Protein, why is it so important in our diet? How much protein do we need? Where does protein come from? All these questions are commonly asked by many. Hense, MotivatePT has produced this guide to inform you of all the information about protein, what it is used for and what foods contain it etc. We want to promote healthy eating and to eliminate the fad diets which do not work. Instead, we want to educate everyone on the importance of each type of food within our diets, to help you make the right choices about the foods you eat.
Protein is an important macronutrient. Our muscles, organs, skin and hair are all made up of proteins and are a structural component. Protein helps us to grow and develop properly. When protein is consumed it is broken down in the gut into amino acids. There are 20 amino acids required for good health – 12 of which can be made by the body itself. The remaining 8 (essential amino acids) need to be obtained from our food. These amino acids are found in the bloodstream once they have been absorbed, where they are taken up by the body cells and then re-assembled into new proteins. Here they’ll be used for:
- Building, maintaining and repairing body cells and organs,
- Making hormones and enzymes, which regulate body functions,
- Making antibodies and important components of the immune system.
- Approximately 10-15% of our daily intake of calories should come from protein
- Protein contains 4 kcal/g.
- A simple way to calculate protein requirements for a healthy adult who is moderately active is 0.75g of protein / 1kg of body weight/day.
In the UK our main source of protein comes from animal sources such as meat, fish, eggs and dairy foods. We also obtain important proteins from cereal products like nuts and pulses. Animal proteins supply a good amount of all the essential amino acids that the body needs.

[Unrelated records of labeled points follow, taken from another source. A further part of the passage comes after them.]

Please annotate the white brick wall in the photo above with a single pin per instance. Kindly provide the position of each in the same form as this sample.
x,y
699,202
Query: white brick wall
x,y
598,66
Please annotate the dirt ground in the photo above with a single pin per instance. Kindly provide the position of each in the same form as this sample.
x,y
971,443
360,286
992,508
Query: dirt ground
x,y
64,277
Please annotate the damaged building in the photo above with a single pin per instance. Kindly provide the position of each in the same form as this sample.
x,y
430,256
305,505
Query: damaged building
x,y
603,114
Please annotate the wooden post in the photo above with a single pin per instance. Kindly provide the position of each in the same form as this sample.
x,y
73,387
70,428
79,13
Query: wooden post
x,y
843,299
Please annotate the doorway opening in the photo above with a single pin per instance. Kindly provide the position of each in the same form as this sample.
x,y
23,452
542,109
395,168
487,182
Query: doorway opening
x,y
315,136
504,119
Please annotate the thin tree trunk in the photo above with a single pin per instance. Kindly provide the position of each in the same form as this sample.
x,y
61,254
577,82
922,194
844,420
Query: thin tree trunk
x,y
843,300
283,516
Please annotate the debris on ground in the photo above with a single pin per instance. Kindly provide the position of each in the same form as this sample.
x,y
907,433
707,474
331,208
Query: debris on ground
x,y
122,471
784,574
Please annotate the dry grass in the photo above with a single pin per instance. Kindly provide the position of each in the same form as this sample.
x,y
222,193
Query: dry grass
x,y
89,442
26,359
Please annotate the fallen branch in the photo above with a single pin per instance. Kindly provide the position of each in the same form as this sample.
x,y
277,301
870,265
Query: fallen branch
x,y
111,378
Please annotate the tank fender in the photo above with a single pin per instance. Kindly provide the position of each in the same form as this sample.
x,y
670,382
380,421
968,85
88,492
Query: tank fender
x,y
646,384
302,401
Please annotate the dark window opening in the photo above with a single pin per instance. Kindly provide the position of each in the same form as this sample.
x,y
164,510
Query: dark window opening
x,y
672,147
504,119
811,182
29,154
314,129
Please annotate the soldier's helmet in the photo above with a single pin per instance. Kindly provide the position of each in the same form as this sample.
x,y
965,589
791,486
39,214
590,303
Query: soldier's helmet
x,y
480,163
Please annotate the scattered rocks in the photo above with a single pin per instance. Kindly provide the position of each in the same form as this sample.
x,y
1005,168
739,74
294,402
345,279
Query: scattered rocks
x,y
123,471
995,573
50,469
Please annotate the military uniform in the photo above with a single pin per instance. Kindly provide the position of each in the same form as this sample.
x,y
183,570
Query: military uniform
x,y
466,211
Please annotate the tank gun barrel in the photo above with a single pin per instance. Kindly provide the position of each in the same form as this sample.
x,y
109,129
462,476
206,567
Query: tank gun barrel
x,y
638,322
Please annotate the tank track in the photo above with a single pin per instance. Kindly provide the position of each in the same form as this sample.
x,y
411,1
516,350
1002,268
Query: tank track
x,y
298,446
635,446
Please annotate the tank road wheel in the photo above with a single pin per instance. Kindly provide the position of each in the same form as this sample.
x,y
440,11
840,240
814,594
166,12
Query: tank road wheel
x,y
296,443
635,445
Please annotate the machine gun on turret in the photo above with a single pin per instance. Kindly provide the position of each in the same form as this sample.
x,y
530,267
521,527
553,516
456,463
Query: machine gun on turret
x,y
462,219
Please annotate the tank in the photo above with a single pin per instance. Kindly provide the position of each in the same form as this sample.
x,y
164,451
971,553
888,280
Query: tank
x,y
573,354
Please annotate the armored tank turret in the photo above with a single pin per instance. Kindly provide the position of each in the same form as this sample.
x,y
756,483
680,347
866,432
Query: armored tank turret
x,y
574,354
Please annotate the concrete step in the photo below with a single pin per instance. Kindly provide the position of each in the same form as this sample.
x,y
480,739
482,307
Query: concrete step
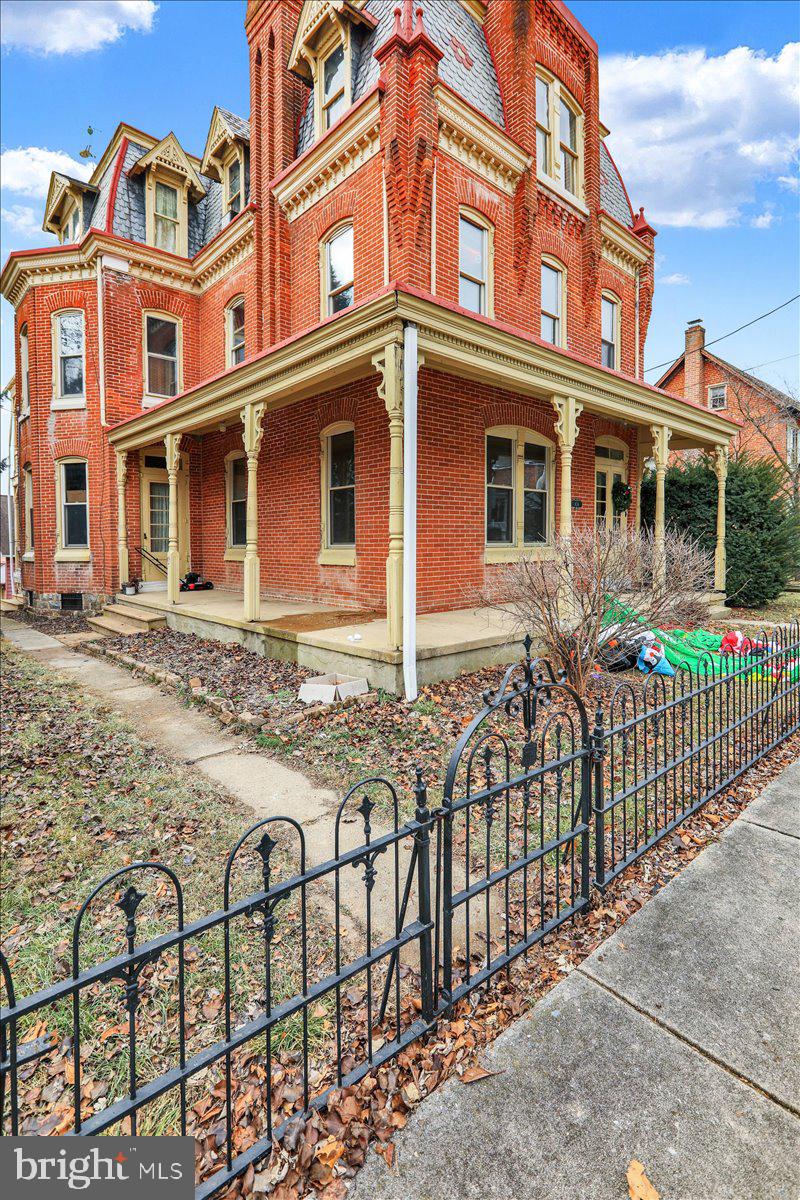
x,y
114,625
137,615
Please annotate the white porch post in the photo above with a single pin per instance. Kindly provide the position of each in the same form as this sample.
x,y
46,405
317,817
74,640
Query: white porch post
x,y
252,418
720,562
173,445
121,517
661,435
390,365
567,411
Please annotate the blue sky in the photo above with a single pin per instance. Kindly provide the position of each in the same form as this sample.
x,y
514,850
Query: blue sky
x,y
701,99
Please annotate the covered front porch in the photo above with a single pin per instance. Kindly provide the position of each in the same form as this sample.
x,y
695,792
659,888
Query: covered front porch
x,y
440,412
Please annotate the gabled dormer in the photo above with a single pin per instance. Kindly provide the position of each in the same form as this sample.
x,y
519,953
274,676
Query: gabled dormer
x,y
227,159
68,207
323,54
170,181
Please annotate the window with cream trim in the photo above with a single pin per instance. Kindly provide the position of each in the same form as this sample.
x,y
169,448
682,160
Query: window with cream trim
x,y
559,136
553,307
338,270
519,468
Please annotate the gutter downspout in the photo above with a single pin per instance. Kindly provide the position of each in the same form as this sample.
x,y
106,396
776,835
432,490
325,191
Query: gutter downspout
x,y
410,383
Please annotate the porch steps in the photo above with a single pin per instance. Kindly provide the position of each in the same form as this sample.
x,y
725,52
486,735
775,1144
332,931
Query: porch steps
x,y
127,618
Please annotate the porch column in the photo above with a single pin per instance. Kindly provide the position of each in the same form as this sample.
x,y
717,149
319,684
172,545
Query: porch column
x,y
567,411
252,418
173,445
121,516
661,435
390,366
720,563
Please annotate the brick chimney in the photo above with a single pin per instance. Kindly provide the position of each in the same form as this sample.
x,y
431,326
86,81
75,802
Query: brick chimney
x,y
693,360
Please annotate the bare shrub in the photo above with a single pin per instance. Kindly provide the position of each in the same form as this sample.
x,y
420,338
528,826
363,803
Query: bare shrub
x,y
561,597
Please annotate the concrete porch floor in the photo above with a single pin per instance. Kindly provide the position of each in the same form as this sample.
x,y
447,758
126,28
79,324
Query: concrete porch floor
x,y
326,639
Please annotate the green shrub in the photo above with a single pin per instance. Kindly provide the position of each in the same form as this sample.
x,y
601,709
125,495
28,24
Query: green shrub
x,y
762,529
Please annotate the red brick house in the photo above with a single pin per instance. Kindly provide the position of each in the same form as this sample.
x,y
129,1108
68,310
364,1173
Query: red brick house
x,y
769,418
372,343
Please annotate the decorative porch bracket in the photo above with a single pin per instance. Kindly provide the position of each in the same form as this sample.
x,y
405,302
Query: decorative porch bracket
x,y
567,411
720,561
121,520
661,435
389,365
173,449
252,418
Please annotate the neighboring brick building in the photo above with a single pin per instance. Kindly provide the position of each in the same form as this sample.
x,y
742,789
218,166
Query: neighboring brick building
x,y
420,222
769,419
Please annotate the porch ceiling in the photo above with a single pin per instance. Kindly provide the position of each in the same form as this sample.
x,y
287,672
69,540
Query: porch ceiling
x,y
342,351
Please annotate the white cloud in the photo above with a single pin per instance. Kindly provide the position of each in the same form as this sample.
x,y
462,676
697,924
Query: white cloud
x,y
693,133
26,169
72,27
23,221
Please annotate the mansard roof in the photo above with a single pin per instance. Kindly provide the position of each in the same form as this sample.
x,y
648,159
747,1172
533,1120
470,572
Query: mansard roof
x,y
465,65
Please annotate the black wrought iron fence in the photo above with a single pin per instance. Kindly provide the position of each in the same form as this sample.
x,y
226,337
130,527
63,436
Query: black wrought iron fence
x,y
313,975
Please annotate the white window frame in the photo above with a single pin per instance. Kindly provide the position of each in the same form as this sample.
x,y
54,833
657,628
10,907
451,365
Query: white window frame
x,y
325,250
28,514
60,401
234,551
154,397
554,264
549,173
229,333
65,553
334,555
24,372
613,299
510,552
475,219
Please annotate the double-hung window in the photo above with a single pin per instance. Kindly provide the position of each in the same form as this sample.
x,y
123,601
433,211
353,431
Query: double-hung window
x,y
162,355
166,217
70,367
474,255
552,322
609,331
73,486
340,271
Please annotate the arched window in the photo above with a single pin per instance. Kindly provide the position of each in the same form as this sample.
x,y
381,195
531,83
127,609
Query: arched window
x,y
338,270
519,492
609,324
337,478
235,331
475,263
68,359
553,305
72,510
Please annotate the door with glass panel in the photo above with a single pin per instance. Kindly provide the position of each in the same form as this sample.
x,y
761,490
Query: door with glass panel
x,y
611,467
155,515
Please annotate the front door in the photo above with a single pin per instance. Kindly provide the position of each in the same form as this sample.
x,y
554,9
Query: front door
x,y
155,516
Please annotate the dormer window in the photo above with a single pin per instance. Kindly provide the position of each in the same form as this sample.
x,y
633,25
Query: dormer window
x,y
559,137
166,220
334,101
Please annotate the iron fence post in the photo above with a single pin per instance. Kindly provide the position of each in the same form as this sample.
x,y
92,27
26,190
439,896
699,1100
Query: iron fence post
x,y
597,756
422,839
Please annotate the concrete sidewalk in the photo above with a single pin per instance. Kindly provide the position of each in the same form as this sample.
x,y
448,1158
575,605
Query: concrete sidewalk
x,y
677,1043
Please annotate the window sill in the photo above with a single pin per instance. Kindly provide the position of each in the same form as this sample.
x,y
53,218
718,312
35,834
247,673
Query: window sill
x,y
497,555
558,189
67,403
336,556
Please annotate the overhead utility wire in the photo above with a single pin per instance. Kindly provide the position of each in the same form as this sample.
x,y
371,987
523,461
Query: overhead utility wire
x,y
714,342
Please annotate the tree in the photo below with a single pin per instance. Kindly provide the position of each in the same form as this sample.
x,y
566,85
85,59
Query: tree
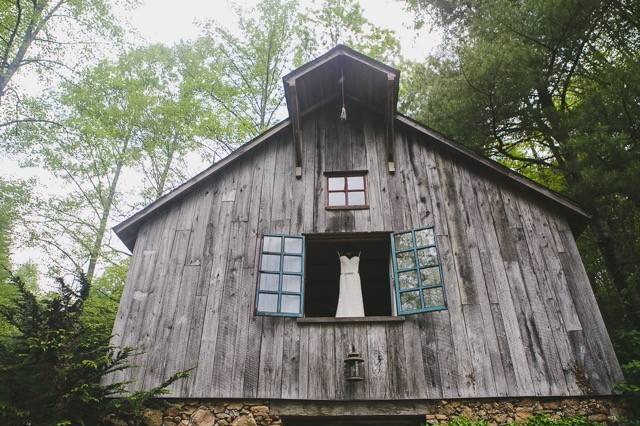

The answer is yes! All fruit and vegetables contain protein. Vegetarians and vegans should have no problem in obtaining sufficient protein from their diet as long as they ensure a regular intake of a variety of different foods.
It may be surprising to learn that virtually every lentil, bean, nut, seed or grain and many fruit and vegetables provide more than 10% of their energy in the form of protein. On the plus side protein from vegetable sources tend to be lower in fat, especially saturated fats, so they make a nutritious and healthy alternative to some animal protein source.
The answer is – no! Too much protein can cause huge amounts of problems for the body and could even result in death. Controversial health risks include:
- Overconsumption of protein can cause damage to the kidneys and liver.
- High protein often means low carbohydrate. Carbohydrate is the only fuel that the brain can use and very high protein diets can deprive the brain of energy.
- Very low carbohydrate diets can deprive the brain of energy.
- High protein foods such as meat and dairy products usually have fairly high levels of saturated fats. Saturated fats are one of the main causes of Coronary Heart Disease.
- A diet high in meat and low in plant foods lacks the phytochemicals (special nutrients found only found in plants) antioxidants, vitamins and minerals that delay ageing and fight cancer, heart disease and many other health problems.
- High protein diets are low in fibre and can cause constipation and diseases of the colon.
Just as eaten too much protein, eating too little protein can also cause a lot of problems. Eating insufficient protein can cause:
- Growth failure,
- Loss of muscle mass,
- Decreased immunity,
- Weakening of the heart and respiratory system.
MotivatePT hopes this guide will help you to eat the right amount of protein on a daily basis, to ensure that you are having a healthy nutritious balanced diet.